The Walt Disney Company will examine your ability to think independently and any comedy or theater training. So, if you took a couple of acting classes that helped form your characteristics, put that on your resume.
Check out this guide to the best online acting classes you can get.
Also, you should audition for additional gigs outside the Walt Disney Company, even if working with them is your ultimate voice-acting goal.

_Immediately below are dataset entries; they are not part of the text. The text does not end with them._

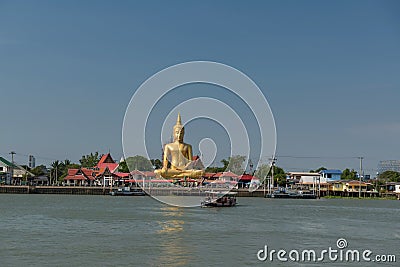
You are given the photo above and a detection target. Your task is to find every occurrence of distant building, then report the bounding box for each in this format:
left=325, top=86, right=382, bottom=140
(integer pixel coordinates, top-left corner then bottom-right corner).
left=378, top=160, right=400, bottom=173
left=0, top=157, right=16, bottom=184
left=28, top=155, right=36, bottom=169
left=319, top=170, right=342, bottom=182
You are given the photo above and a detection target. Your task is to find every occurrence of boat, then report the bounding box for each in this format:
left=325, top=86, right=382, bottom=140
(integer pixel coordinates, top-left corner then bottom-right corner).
left=201, top=191, right=237, bottom=208
left=110, top=187, right=146, bottom=196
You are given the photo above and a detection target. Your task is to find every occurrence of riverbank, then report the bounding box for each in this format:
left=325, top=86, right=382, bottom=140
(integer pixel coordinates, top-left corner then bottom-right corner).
left=0, top=185, right=399, bottom=200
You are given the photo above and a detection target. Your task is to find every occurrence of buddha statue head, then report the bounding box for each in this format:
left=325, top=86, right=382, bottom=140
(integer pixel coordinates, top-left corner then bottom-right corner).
left=172, top=113, right=185, bottom=143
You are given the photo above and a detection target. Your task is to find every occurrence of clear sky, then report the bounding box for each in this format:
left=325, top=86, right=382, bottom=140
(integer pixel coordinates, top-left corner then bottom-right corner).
left=0, top=1, right=400, bottom=174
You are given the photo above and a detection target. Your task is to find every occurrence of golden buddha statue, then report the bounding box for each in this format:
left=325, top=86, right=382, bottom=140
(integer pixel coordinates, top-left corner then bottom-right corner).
left=155, top=114, right=204, bottom=179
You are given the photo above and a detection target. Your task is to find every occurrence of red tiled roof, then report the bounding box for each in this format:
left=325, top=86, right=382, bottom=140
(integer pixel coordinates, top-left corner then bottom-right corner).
left=64, top=175, right=86, bottom=180
left=150, top=179, right=173, bottom=183
left=68, top=169, right=79, bottom=175
left=131, top=170, right=145, bottom=176
left=95, top=153, right=119, bottom=172
left=143, top=172, right=156, bottom=177
left=239, top=174, right=258, bottom=182
left=114, top=172, right=129, bottom=178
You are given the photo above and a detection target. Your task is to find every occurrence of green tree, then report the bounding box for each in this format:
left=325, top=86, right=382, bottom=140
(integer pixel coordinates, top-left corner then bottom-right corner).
left=255, top=164, right=286, bottom=186
left=378, top=171, right=400, bottom=182
left=125, top=155, right=153, bottom=171
left=340, top=169, right=357, bottom=180
left=150, top=159, right=162, bottom=169
left=79, top=152, right=102, bottom=168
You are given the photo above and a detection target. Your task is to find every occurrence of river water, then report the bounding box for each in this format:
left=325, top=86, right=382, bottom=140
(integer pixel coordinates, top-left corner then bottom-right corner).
left=0, top=194, right=400, bottom=266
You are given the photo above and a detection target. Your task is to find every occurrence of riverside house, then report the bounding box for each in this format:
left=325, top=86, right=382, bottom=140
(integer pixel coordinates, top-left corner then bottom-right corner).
left=64, top=153, right=125, bottom=187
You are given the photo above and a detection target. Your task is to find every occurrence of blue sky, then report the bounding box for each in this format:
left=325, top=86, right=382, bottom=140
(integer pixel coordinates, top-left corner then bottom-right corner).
left=0, top=1, right=400, bottom=173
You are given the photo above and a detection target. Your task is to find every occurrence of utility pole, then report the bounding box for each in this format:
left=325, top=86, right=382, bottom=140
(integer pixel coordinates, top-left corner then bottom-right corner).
left=10, top=151, right=16, bottom=184
left=358, top=157, right=364, bottom=198
left=268, top=157, right=278, bottom=194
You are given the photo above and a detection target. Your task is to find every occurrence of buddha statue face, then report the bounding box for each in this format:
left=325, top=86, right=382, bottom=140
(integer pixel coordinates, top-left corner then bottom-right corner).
left=173, top=126, right=185, bottom=143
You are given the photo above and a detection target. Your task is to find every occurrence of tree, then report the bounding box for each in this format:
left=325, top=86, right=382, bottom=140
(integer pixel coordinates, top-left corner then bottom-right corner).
left=255, top=164, right=286, bottom=186
left=79, top=152, right=102, bottom=168
left=255, top=164, right=271, bottom=181
left=125, top=155, right=153, bottom=171
left=340, top=169, right=357, bottom=180
left=378, top=171, right=400, bottom=182
left=310, top=167, right=326, bottom=173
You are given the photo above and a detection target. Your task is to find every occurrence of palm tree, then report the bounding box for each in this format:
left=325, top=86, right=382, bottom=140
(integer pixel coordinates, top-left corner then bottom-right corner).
left=50, top=160, right=62, bottom=183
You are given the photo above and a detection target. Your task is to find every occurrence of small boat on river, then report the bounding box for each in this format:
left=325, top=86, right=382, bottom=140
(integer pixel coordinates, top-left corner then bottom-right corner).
left=201, top=191, right=237, bottom=207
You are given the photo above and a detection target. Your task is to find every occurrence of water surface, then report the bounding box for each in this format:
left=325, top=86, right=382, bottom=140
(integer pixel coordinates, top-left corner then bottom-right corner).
left=0, top=194, right=400, bottom=266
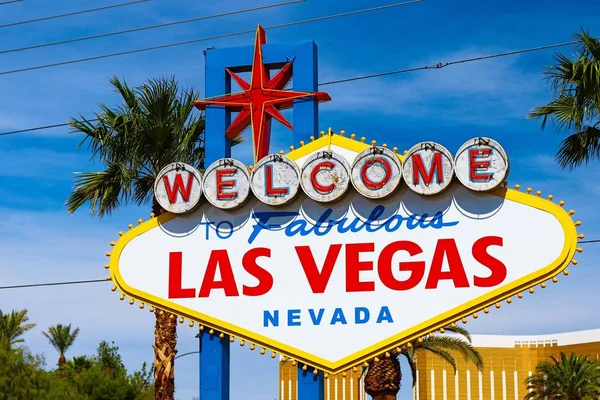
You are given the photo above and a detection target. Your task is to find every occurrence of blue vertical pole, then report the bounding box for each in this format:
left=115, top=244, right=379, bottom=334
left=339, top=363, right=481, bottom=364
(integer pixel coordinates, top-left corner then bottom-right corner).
left=204, top=50, right=231, bottom=168
left=199, top=47, right=231, bottom=400
left=293, top=41, right=319, bottom=146
left=296, top=363, right=325, bottom=400
left=199, top=332, right=229, bottom=400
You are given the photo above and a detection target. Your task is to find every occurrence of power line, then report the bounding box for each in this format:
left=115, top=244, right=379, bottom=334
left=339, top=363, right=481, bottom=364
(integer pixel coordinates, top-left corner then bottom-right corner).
left=0, top=119, right=74, bottom=136
left=0, top=0, right=306, bottom=54
left=0, top=279, right=108, bottom=290
left=0, top=0, right=150, bottom=29
left=0, top=0, right=23, bottom=6
left=0, top=37, right=578, bottom=136
left=0, top=0, right=425, bottom=75
left=0, top=239, right=600, bottom=290
left=319, top=40, right=579, bottom=86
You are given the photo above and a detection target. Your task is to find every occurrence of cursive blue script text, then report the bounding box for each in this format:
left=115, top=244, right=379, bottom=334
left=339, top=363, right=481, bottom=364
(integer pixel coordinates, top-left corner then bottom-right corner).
left=248, top=205, right=458, bottom=243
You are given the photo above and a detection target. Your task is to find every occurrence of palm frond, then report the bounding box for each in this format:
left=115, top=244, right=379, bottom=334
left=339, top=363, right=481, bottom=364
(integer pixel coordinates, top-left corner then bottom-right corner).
left=66, top=162, right=136, bottom=216
left=556, top=126, right=600, bottom=169
left=444, top=325, right=471, bottom=343
left=527, top=94, right=584, bottom=130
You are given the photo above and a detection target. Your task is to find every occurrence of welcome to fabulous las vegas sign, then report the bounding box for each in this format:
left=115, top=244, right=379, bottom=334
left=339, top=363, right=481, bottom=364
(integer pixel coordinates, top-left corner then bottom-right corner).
left=110, top=134, right=577, bottom=372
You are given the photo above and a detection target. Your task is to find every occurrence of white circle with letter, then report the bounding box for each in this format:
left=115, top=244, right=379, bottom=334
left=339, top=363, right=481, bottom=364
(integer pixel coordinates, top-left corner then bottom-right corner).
left=300, top=151, right=350, bottom=203
left=252, top=154, right=300, bottom=206
left=202, top=158, right=250, bottom=210
left=154, top=163, right=202, bottom=214
left=352, top=146, right=402, bottom=199
left=454, top=137, right=509, bottom=192
left=402, top=142, right=454, bottom=195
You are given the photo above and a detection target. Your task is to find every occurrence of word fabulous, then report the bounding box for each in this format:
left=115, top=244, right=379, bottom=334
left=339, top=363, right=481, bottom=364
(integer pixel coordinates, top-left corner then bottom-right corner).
left=154, top=138, right=509, bottom=213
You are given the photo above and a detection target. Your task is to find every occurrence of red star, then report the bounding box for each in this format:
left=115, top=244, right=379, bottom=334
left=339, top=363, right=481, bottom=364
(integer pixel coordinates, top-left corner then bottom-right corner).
left=194, top=25, right=331, bottom=162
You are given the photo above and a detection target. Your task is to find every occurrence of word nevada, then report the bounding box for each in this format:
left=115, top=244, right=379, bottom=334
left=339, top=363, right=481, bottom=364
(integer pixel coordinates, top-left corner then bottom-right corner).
left=154, top=138, right=509, bottom=213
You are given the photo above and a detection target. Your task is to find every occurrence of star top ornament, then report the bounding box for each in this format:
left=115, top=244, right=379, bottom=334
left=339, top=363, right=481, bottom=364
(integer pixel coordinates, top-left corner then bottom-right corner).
left=194, top=25, right=331, bottom=162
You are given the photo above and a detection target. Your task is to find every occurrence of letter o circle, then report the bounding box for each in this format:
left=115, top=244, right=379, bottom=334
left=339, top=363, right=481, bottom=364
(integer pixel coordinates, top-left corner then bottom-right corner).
left=300, top=151, right=350, bottom=203
left=402, top=142, right=454, bottom=195
left=352, top=147, right=402, bottom=199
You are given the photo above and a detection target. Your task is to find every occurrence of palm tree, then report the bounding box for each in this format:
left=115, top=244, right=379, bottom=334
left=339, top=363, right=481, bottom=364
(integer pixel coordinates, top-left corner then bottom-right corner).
left=67, top=77, right=243, bottom=400
left=525, top=352, right=600, bottom=400
left=527, top=31, right=600, bottom=169
left=42, top=324, right=79, bottom=368
left=365, top=325, right=483, bottom=400
left=0, top=309, right=36, bottom=350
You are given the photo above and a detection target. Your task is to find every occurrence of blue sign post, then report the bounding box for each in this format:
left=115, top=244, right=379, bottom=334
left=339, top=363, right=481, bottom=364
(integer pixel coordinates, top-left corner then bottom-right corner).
left=199, top=26, right=328, bottom=400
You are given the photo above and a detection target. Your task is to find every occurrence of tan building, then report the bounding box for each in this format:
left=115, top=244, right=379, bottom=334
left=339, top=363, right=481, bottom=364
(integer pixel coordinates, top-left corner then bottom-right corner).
left=279, top=329, right=600, bottom=400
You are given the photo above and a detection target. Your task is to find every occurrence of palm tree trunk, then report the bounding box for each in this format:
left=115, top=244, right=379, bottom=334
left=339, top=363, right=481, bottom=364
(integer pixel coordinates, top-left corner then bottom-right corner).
left=152, top=203, right=177, bottom=400
left=373, top=393, right=396, bottom=400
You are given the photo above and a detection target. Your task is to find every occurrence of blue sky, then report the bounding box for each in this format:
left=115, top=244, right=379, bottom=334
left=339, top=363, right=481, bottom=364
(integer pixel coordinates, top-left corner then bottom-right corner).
left=0, top=0, right=600, bottom=400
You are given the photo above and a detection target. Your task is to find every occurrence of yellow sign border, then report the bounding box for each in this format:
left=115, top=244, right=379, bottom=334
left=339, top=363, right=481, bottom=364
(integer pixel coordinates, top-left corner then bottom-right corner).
left=109, top=134, right=577, bottom=373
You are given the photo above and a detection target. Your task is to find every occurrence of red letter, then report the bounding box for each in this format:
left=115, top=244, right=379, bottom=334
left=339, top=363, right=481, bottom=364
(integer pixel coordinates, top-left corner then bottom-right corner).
left=295, top=244, right=342, bottom=293
left=217, top=168, right=237, bottom=200
left=163, top=172, right=194, bottom=204
left=198, top=250, right=239, bottom=297
left=169, top=251, right=196, bottom=299
left=425, top=239, right=469, bottom=289
left=265, top=164, right=290, bottom=197
left=360, top=157, right=392, bottom=190
left=469, top=149, right=494, bottom=181
left=310, top=161, right=335, bottom=194
left=242, top=247, right=273, bottom=296
left=473, top=236, right=506, bottom=287
left=411, top=151, right=444, bottom=185
left=346, top=243, right=375, bottom=292
left=377, top=240, right=425, bottom=290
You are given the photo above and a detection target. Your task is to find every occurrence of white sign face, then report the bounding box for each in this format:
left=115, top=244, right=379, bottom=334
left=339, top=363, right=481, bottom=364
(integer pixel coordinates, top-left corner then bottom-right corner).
left=454, top=138, right=509, bottom=191
left=135, top=135, right=577, bottom=373
left=202, top=158, right=250, bottom=210
left=111, top=184, right=576, bottom=372
left=154, top=163, right=202, bottom=214
left=402, top=142, right=454, bottom=195
left=300, top=151, right=350, bottom=203
left=252, top=154, right=300, bottom=206
left=352, top=147, right=402, bottom=199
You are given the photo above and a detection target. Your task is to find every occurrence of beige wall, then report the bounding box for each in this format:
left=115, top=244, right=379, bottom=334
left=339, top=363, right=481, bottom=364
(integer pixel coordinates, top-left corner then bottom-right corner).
left=278, top=329, right=600, bottom=400
left=416, top=341, right=600, bottom=400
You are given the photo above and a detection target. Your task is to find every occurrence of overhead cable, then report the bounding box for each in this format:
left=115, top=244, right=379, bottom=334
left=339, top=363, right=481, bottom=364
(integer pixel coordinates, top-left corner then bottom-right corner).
left=0, top=0, right=150, bottom=29
left=0, top=0, right=425, bottom=75
left=0, top=36, right=578, bottom=136
left=0, top=0, right=306, bottom=54
left=0, top=239, right=600, bottom=290
left=0, top=0, right=23, bottom=6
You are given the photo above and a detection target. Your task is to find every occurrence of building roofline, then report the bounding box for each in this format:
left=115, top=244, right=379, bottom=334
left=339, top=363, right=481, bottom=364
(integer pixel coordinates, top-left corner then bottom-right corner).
left=471, top=329, right=600, bottom=348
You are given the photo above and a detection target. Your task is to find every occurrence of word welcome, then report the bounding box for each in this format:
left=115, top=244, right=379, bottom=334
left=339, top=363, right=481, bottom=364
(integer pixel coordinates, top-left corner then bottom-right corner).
left=155, top=138, right=509, bottom=213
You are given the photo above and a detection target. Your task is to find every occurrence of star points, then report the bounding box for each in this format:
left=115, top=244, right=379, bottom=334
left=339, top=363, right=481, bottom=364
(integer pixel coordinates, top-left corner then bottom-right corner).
left=194, top=25, right=331, bottom=162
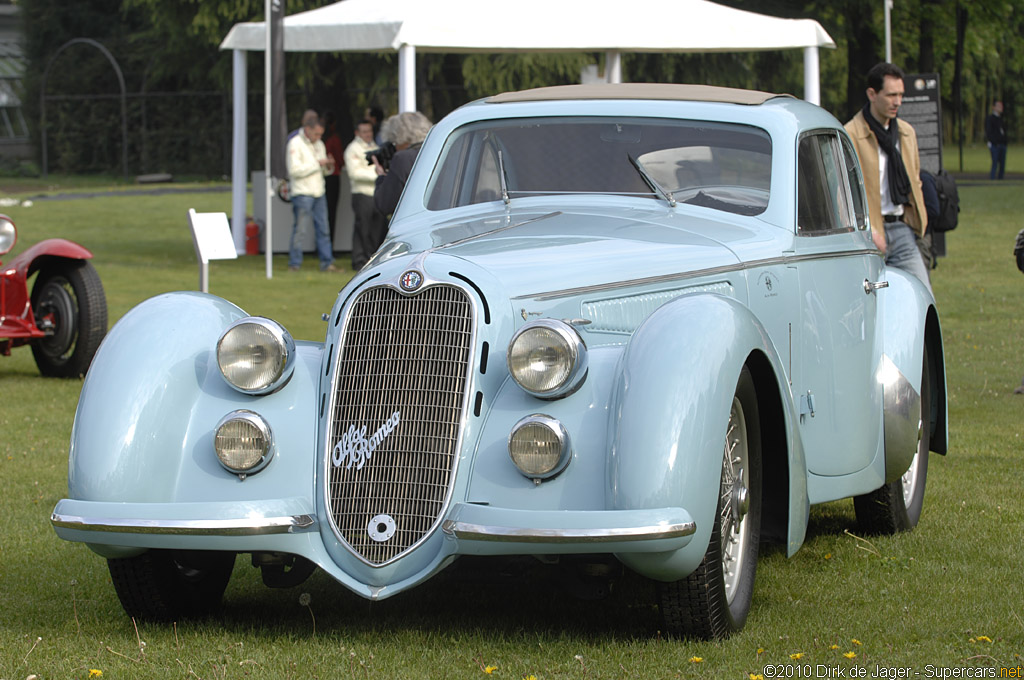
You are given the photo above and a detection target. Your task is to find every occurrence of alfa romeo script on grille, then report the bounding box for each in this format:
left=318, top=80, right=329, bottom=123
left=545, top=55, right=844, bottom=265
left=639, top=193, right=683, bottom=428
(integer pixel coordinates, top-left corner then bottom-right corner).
left=331, top=411, right=399, bottom=470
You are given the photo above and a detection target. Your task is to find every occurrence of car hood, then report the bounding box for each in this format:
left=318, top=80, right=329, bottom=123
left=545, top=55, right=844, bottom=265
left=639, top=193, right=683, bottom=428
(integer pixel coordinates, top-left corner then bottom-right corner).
left=409, top=204, right=758, bottom=297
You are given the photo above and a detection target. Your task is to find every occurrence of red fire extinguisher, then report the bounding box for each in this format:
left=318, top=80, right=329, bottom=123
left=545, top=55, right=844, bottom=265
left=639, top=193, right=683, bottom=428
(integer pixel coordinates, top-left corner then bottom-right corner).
left=246, top=219, right=260, bottom=255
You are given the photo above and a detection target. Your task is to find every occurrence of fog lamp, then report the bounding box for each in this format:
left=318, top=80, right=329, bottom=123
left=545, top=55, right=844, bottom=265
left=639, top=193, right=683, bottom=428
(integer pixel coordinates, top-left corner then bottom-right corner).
left=507, top=318, right=587, bottom=399
left=213, top=411, right=273, bottom=478
left=509, top=414, right=571, bottom=480
left=217, top=316, right=295, bottom=394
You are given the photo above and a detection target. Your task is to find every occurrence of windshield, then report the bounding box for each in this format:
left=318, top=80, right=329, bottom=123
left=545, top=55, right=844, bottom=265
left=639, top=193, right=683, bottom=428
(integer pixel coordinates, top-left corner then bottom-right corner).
left=427, top=117, right=771, bottom=215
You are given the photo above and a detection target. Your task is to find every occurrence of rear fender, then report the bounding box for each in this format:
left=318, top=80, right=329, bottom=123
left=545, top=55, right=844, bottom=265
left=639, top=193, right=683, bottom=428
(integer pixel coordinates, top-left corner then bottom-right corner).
left=608, top=295, right=808, bottom=581
left=7, top=239, right=92, bottom=280
left=880, top=267, right=948, bottom=471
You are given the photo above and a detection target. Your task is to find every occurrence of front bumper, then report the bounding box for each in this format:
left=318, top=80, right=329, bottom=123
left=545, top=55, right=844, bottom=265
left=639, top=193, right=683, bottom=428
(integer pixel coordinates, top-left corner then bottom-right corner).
left=50, top=499, right=696, bottom=599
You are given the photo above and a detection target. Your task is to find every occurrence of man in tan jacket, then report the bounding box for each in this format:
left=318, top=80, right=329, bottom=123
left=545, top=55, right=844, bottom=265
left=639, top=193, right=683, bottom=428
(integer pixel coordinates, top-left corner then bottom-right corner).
left=846, top=62, right=931, bottom=290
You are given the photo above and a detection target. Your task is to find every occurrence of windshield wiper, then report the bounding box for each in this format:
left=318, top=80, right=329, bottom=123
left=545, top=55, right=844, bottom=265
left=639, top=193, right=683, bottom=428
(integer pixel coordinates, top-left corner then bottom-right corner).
left=626, top=154, right=676, bottom=208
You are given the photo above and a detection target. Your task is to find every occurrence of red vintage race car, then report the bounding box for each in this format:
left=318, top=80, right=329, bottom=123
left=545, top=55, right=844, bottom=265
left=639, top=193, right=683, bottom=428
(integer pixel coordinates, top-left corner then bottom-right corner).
left=0, top=215, right=106, bottom=378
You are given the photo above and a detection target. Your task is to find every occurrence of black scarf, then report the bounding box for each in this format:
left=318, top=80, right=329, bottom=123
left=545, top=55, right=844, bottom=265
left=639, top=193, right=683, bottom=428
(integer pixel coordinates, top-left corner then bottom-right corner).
left=860, top=103, right=910, bottom=206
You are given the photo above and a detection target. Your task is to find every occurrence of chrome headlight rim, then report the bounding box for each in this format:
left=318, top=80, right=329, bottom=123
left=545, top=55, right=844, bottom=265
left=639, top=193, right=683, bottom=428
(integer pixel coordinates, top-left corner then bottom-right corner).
left=505, top=318, right=589, bottom=399
left=508, top=413, right=572, bottom=483
left=0, top=215, right=17, bottom=255
left=213, top=409, right=273, bottom=479
left=217, top=316, right=295, bottom=395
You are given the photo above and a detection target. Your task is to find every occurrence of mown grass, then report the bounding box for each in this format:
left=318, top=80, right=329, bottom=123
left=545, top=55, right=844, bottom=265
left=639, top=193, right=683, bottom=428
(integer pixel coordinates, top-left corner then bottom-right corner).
left=0, top=176, right=1024, bottom=680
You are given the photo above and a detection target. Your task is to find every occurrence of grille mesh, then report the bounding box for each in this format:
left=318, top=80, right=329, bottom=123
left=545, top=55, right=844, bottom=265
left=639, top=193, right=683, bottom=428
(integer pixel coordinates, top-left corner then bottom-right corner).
left=327, top=286, right=472, bottom=564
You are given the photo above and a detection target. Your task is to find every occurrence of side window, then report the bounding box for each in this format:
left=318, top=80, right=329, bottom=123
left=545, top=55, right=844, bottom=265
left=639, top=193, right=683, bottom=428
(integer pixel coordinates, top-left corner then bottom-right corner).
left=840, top=135, right=867, bottom=229
left=797, top=132, right=856, bottom=236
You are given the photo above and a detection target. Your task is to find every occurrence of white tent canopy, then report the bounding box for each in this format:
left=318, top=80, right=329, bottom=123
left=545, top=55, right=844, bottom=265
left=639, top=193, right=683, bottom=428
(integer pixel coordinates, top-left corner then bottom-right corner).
left=220, top=0, right=836, bottom=258
left=221, top=0, right=836, bottom=52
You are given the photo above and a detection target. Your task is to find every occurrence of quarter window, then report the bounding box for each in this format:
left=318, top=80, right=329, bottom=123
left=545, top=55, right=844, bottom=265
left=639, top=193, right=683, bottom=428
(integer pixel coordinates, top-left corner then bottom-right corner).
left=797, top=132, right=863, bottom=235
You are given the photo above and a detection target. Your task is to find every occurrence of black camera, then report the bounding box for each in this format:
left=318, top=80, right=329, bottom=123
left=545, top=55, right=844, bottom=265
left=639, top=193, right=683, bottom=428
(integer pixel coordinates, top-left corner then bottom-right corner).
left=367, top=141, right=397, bottom=170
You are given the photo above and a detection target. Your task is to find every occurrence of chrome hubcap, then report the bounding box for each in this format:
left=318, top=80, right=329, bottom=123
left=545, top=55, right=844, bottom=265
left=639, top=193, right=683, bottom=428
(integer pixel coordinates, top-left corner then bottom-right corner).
left=719, top=397, right=751, bottom=603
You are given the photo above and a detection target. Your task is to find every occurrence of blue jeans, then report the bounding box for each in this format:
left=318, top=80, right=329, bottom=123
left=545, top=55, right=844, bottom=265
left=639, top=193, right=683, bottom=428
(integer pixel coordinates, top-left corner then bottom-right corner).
left=886, top=221, right=932, bottom=293
left=988, top=144, right=1007, bottom=179
left=288, top=196, right=334, bottom=269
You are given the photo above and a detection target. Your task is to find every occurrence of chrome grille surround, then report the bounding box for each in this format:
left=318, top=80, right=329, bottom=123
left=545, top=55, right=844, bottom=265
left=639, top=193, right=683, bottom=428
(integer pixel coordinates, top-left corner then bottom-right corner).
left=324, top=280, right=476, bottom=566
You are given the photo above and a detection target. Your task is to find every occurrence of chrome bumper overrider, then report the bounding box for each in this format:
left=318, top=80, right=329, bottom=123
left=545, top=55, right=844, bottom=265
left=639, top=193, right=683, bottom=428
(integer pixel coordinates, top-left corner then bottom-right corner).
left=50, top=512, right=315, bottom=536
left=441, top=503, right=696, bottom=552
left=441, top=519, right=697, bottom=543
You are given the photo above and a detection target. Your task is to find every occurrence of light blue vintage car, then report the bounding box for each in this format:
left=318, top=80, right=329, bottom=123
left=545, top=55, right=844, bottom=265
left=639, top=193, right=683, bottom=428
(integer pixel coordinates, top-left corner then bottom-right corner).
left=52, top=84, right=947, bottom=638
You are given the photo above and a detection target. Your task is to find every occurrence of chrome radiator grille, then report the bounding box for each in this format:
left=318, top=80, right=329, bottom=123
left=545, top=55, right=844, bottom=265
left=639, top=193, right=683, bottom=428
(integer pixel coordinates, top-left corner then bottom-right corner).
left=327, top=286, right=473, bottom=564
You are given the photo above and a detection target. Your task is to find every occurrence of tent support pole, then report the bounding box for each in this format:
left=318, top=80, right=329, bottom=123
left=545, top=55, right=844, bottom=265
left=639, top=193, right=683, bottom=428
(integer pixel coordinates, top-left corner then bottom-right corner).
left=231, top=49, right=249, bottom=255
left=604, top=51, right=623, bottom=83
left=804, top=46, right=821, bottom=105
left=398, top=45, right=416, bottom=114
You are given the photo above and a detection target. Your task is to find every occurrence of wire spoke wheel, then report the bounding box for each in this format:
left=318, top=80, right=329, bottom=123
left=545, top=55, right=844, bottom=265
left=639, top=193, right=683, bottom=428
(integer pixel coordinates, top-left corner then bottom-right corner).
left=32, top=260, right=106, bottom=378
left=719, top=397, right=751, bottom=604
left=658, top=368, right=761, bottom=640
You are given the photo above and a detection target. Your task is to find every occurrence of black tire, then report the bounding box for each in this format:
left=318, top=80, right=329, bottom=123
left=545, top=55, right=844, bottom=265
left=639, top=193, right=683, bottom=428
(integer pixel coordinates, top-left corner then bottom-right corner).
left=106, top=550, right=234, bottom=622
left=658, top=368, right=761, bottom=640
left=32, top=260, right=106, bottom=378
left=853, top=348, right=933, bottom=535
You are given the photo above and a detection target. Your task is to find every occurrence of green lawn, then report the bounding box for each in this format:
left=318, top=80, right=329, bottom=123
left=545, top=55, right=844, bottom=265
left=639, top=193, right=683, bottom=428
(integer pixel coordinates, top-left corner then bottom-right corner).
left=0, top=178, right=1024, bottom=680
left=942, top=144, right=1024, bottom=177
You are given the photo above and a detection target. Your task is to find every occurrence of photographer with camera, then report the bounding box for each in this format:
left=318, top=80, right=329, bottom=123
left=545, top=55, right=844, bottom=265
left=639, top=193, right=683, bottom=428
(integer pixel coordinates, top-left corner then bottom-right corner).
left=368, top=111, right=433, bottom=218
left=344, top=120, right=387, bottom=271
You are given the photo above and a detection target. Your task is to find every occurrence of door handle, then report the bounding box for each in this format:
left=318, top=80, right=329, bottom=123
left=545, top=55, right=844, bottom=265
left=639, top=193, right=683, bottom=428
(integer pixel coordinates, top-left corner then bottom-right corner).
left=864, top=279, right=889, bottom=295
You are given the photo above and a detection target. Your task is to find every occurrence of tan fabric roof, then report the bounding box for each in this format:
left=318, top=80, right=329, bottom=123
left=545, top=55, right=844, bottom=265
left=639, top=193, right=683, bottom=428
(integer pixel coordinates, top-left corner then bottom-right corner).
left=486, top=83, right=790, bottom=105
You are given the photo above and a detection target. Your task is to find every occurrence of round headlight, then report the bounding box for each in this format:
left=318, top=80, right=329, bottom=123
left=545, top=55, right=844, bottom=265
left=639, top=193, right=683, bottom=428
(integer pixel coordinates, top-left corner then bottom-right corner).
left=213, top=411, right=273, bottom=474
left=509, top=414, right=570, bottom=479
left=0, top=215, right=17, bottom=255
left=217, top=316, right=295, bottom=394
left=508, top=318, right=587, bottom=399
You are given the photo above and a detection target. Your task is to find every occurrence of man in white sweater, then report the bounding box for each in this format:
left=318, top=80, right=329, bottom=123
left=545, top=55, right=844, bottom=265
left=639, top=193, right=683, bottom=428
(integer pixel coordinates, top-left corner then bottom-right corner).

It is always good to take on new roles and build up your resume, even if the role is not with the company at the top of your list.
This will help to build your reputation and assist the casting directors in pursuing you for their projects.
If you are considering taking additional voice acting classes or any acting experience, leap! It will pay off to become more skilled, no matter your current skill level.
And, of course, always practice with a microphone and headphones so you can record and listen to yourself.
Fx, you find voice acting prompts for free online to practice your skills.
How about Disney Cruise Ships and Theme Parks?
If you want to audition for acting roles for Cruise Ships or Theme Parks worldwide, you should go to https://jobs.disneycareers.com/auditions
You can see a drop-down list of options, including actors, dancers, Disney character performers, and singers.
While these are great for developing your general actor skills, I’d recommend getting in front of a microphone and doing voice-over jobs for other studios and smaller projects if voice acting is your passion.
If you are searching for a successful career in the voice acting industry, look no further than working for the Walt Disney Studio. You could do much worse than landing a job as a Disney voice actor.
To be a successful voice-over actor with Disney, your best shot is to put in hard work and be open to any casting call or talent search in your area.
An open casting call for voice acting is rare, but more options exist to show the studio who you are.
Having an audition reel, with vocal range samples and different parts you have played, is also helpful.
If you keep perfecting your roles, keep a positive attitude, and be diligent with your voice acting career, you will hit your big break in no time with Disney. Good luck!